Srengseng Sawah adalah kelurahan terluas dalam kecamatan Jagakarsa Jakarta Selatan yang memiliki luas 675 hektar. Menarik juga memperhatikan kata Srengseng ini, selain karena juga terdapat di kawasan Kebon Jeruk, Jakarta Barat, walau tanpa penambahan kata sawah yang membuat penulis tertarik menuliskannya pada post kali ini. 

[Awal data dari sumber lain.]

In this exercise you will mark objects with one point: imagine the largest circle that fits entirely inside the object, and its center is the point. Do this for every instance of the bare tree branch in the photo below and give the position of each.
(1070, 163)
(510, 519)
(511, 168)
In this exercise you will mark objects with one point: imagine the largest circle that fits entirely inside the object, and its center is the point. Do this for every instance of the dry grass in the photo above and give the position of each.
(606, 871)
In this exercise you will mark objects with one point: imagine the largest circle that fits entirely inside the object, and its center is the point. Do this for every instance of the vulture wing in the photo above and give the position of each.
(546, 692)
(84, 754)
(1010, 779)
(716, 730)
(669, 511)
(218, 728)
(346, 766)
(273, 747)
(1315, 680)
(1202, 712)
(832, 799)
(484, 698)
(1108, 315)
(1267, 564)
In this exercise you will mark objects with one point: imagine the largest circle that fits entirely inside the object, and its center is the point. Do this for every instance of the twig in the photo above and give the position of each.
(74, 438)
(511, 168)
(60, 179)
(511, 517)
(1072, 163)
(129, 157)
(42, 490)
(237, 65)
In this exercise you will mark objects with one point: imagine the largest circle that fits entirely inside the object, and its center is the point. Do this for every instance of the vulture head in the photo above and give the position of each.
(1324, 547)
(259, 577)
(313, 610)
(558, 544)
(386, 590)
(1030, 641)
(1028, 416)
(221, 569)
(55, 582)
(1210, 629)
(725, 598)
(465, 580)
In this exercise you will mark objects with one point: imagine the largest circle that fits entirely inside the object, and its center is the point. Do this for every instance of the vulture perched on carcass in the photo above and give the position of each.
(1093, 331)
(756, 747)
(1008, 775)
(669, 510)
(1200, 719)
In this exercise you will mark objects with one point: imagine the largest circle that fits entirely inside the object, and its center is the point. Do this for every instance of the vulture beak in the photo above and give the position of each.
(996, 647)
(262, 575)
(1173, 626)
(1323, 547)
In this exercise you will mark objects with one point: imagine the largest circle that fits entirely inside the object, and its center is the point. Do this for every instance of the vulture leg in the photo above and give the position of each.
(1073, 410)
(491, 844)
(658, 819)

Penambahan kata sawah itu sendiri ternyata memiliki sejarahnya yang telah dijelaskan  oleh  Zaenuddin HM, dalam buku yang ditulisnya setebal 377 halaman dengan judul: “212 Asal-Usul Djakarta Tempo Doeloe,”  yang diterbitkan Ufuk Press pada Oktober 2012 yang penulis kutip dari blog Djakarta Tempo Doeloe.

Penambahan kata Sawah setelah Srengseng adalah karena dulunya kawasan ini pernah dijadikan kawasan persawahan.

Srengseng Sawah
Setu Babakan - Srengseng Sawah


Nama Srengseng sendiri konon merupakan nama dari sebuah tanaman yang memiliki daun lebar dan berduri pada bagian pinggirnya. Daun ini dapat dianyam untuk dibuat menjadi tikar atau topi yang menjadi salah satu produk kerajinan warga setempat hingga meletusnya Perang Dunia II, walaupun pada dasawarsa 70-an sebagian warga masih ada yang memproduksinya.